UNITED STATES BANKRUPTCY COURT DISTRICT OF HAWAII
Jun 13, 2018
Case No. 12-00683 (Bankr. D. Haw. Jun. 13, 2018)

Opinion

Case No. 12-00683 Adv. Pro. No. 18-90005

06-13-2018

In re TROY ALAN LYNDON, Debtor. TROY ALAN LYNDON, Plaintiff, v. SECURITIES EXCHANGE COMMISSION, Defendant.


Chapter 7 Re: Docket No. 8, 12, 19, 22, 32 MEMORANDUM OF DECISION ON MOTION TO DISMISS

The question presented is whether the plaintiff, Troy Alan Lyndon, can discharge the debt he owes to the defendant, the Securities Exchange Commission ("SEC"), under a judgment entered by the district court.

Lyndon has filed a complaint against the SEC seeking discharge of the debt owed to the SEC. The SEC seeks dismissal of the complaint. I will grant the motion; as a matter of law, Lyndon's debt to the SEC is nondischargeable under sections 523(a)(19) and (7) of the Bankruptcy Code.

Dkt. 2.

Dkt. 8, 12.

I. BACKGROUND

Relevant Facts

This section is based on the allegations of the complaint, which I must accept as true for purposes of this motion, and materials in the record of the district court action described below, of which I can take judicial notice.

On September 23, 2013, the SEC filed a civil action against Lyndon in the United States District Court, District of Hawaii, alleging that Lyndon violated the federal securities laws.

Securities and Exchange Commission v. Troy Lyndon, et al., (Civil No. 13-00486 SOM-KSC, D. Hawaii). This court takes judicial notice of the record in the district court case pursuant to Fed. R. Evid. 201.

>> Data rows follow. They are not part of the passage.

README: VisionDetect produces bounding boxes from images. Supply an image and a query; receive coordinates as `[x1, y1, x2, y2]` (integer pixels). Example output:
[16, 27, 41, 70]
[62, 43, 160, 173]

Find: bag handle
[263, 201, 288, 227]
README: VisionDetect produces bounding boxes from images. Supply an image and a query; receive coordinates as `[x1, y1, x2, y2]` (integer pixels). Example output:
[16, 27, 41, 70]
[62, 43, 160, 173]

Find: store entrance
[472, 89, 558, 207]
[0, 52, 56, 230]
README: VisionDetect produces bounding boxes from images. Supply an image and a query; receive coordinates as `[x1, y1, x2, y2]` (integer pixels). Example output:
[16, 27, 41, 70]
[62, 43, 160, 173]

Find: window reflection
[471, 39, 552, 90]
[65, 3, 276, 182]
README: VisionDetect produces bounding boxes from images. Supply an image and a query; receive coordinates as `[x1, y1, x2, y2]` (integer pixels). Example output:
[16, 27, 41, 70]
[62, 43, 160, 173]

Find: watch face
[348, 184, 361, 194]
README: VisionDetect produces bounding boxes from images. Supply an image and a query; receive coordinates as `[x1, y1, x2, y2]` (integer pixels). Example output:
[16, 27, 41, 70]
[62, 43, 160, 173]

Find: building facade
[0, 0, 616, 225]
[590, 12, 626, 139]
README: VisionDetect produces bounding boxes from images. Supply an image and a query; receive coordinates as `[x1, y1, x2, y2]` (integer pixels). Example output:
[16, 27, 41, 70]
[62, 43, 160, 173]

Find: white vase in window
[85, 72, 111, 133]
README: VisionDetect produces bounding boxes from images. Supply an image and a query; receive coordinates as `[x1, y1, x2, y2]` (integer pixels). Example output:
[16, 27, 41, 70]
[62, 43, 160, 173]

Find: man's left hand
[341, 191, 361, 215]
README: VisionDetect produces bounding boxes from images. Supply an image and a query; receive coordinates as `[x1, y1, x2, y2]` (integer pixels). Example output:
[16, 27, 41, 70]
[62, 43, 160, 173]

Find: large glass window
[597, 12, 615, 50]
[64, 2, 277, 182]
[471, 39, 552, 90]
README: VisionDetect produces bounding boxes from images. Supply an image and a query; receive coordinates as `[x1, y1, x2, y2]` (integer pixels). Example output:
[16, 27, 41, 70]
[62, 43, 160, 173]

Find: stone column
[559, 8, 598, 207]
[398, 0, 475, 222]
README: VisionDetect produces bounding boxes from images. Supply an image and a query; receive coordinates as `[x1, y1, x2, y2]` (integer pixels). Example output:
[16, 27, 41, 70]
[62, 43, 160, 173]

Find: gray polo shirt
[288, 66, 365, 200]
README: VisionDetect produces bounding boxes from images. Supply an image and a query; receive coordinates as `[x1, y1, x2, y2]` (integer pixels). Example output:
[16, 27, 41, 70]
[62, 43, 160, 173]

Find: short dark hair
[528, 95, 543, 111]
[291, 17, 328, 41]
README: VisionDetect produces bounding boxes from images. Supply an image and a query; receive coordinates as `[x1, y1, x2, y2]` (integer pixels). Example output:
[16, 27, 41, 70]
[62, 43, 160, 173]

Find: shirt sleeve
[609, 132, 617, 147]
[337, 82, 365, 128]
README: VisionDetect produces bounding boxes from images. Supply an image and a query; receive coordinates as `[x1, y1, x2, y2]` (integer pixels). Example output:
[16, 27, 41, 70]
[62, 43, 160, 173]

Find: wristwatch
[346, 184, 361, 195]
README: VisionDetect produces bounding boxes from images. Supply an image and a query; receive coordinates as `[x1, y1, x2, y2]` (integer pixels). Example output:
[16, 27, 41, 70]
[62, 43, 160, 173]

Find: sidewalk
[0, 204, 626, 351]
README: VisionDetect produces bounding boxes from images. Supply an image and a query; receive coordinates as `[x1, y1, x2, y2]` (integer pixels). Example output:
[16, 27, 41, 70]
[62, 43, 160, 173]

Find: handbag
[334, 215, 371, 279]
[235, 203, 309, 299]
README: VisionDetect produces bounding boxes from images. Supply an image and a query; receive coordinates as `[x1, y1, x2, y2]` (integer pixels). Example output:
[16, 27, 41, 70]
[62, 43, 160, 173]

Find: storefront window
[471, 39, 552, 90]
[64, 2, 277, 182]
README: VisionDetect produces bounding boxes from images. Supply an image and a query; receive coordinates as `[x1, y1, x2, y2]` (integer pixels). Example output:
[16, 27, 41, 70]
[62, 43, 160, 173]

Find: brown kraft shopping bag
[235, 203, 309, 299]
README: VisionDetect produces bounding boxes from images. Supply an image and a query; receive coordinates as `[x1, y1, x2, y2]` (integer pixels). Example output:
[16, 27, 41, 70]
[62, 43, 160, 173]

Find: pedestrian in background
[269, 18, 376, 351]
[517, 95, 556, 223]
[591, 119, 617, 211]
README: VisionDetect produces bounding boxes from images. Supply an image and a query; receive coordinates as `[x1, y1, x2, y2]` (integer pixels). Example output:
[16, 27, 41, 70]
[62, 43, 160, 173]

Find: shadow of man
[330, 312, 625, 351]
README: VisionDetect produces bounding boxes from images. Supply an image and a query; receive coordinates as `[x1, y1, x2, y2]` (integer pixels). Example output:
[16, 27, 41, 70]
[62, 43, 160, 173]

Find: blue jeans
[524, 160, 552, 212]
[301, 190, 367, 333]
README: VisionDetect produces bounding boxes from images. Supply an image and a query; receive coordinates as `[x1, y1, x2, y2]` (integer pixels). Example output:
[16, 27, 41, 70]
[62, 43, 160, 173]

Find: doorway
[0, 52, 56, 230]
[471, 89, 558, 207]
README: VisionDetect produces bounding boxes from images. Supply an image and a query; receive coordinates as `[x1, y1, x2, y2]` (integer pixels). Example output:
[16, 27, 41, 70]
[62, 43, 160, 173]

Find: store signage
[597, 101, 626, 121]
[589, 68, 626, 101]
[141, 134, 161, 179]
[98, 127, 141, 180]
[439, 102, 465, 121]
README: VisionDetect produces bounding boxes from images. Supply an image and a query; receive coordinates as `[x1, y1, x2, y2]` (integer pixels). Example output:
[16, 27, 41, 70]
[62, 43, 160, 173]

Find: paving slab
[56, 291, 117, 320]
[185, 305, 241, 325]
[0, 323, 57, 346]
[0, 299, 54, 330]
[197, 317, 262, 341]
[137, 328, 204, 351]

About a month after the SEC filed the complaint, Lyndon signed a document in which he consented to entry of a judgment granting a permanent injunction and other relief ("Consent"). Lyndon agreed, "without admitting or denying the allegations of the complaint," to the entry of a judgment (the "Permanent Injunction") that (i) permanently enjoined him from violating certain federal securities laws; (ii) prohibited him from acting as an officer or director of an issuer of registered securities; and (iii) prohibited him from participating in the offering of penny stocks.

Dkt. 2 at 6-11.

Lyndon also agreed to the entry of a money judgment for "disgorgement of ill-gotten gains, prejudgment interest thereon, and a civil penalty pursuant to Section 20(d) of the Securities Act, 15 U.S.C. §77t(d), and Section 21(d)(3) of the Exchange Act, 15 U.S.C. §78u(d)(3)." Lyndon agreed that these amounts would be determined by the district court based on a motion by the SEC, and that, with respect to any such motion, Lyndon would not (i) argue that he had not violated the federal securities laws that were the subject of the complaint, or (ii) challenge the validity of the Consent or the Permanent Injunction. He also agreed that, for purposes of the motion, the allegations of the complaint would be deemed true.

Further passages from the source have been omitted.